PG wrote an influential article "The Plan For Spam" some years ago (early 2000s because it was old when I entered industry) describing spam filtering using a naive Bayesean filter, a technique which was not totally unknown but which was subsequently widely adopted. It works pretty well, especially since you can chain it with other things like (probably the biggest one) IP based reputation. One popular implementation, PoPFile, was by fellow HNer John Graham-Cumming. For years I had an unfortunate hash collision and thought they were the same people.
Feel free to Google it and post your own synopsis, but insofar as you can do lossless compression to three words, I think those are the right three words.

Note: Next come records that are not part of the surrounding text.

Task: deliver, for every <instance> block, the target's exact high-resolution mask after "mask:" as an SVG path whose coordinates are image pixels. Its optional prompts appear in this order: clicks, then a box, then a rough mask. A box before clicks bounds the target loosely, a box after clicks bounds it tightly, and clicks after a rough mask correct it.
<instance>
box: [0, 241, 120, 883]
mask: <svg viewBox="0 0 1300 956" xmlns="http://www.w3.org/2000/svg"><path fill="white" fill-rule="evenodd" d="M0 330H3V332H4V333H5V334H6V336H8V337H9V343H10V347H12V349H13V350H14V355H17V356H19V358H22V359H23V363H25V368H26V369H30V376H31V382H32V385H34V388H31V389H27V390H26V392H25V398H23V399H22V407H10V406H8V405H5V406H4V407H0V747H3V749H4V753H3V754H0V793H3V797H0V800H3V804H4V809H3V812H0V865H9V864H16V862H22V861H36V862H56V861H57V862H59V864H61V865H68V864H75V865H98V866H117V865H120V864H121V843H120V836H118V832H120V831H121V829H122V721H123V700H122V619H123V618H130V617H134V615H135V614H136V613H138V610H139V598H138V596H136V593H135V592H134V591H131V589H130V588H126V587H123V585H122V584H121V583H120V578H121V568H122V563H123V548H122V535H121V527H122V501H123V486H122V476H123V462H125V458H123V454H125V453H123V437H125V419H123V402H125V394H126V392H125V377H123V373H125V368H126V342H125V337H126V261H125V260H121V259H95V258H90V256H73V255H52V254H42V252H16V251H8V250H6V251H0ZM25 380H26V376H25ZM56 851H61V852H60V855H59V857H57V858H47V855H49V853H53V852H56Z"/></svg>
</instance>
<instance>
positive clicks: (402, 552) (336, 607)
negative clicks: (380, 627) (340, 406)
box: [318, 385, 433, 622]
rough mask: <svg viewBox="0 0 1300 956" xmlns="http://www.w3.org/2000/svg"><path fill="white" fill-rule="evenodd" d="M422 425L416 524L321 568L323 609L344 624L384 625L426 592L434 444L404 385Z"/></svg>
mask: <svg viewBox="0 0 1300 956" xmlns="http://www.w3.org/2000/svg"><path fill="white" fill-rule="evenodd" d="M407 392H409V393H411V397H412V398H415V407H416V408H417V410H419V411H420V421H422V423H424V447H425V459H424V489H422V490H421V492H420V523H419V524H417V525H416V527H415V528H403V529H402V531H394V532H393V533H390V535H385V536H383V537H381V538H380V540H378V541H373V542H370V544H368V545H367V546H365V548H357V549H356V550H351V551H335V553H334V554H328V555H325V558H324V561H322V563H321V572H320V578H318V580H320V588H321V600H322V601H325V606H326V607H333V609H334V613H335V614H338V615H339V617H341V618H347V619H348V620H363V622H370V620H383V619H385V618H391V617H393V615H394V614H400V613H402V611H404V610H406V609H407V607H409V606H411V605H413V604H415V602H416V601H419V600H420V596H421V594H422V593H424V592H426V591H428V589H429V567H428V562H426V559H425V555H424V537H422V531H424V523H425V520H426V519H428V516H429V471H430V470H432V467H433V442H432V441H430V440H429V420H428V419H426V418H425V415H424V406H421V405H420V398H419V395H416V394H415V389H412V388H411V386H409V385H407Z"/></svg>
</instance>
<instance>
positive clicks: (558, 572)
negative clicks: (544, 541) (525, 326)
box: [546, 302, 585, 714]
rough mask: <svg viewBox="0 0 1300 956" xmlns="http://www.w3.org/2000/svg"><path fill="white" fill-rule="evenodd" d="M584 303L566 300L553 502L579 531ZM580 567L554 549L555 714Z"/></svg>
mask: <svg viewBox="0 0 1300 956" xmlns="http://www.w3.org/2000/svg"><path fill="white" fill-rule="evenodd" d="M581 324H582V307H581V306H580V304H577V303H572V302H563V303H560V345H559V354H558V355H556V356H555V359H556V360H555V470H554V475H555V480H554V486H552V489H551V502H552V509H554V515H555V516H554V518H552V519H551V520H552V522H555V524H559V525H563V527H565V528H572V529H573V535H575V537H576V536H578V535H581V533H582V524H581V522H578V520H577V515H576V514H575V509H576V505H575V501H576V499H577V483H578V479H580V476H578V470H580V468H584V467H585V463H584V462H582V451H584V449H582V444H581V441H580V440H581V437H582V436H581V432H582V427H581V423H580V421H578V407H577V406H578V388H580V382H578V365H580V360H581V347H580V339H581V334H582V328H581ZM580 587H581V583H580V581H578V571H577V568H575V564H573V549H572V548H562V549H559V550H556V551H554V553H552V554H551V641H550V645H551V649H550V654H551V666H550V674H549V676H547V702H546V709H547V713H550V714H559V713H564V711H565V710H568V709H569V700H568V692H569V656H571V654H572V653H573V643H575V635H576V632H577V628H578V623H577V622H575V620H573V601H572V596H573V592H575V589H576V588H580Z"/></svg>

If I'm reading his essay correctly, it pretty directly proposes the kind of Bayesian inference called "naive Bayes", i.e. which makes an assumption of independence of the features (in this case words), and calculates the total probability of an email being spam by simple multiplication of the per-feature probabilities.
I was more thinking of his weird pre- and post-processing like >>> When new mail arrives, it is scanned into tokens, and the most interesting fifteen tokens, where interesting is measured by how far their spam probability is from a neutral .5, are used to calculate the probability that the mail is spam. <<<
Yeah, I agree he has some interesting pragmatic tweaks on it. I suppose he was proposing "[naive Bayesian] filtering" but not necessarily "naive [Bayesian filtering]".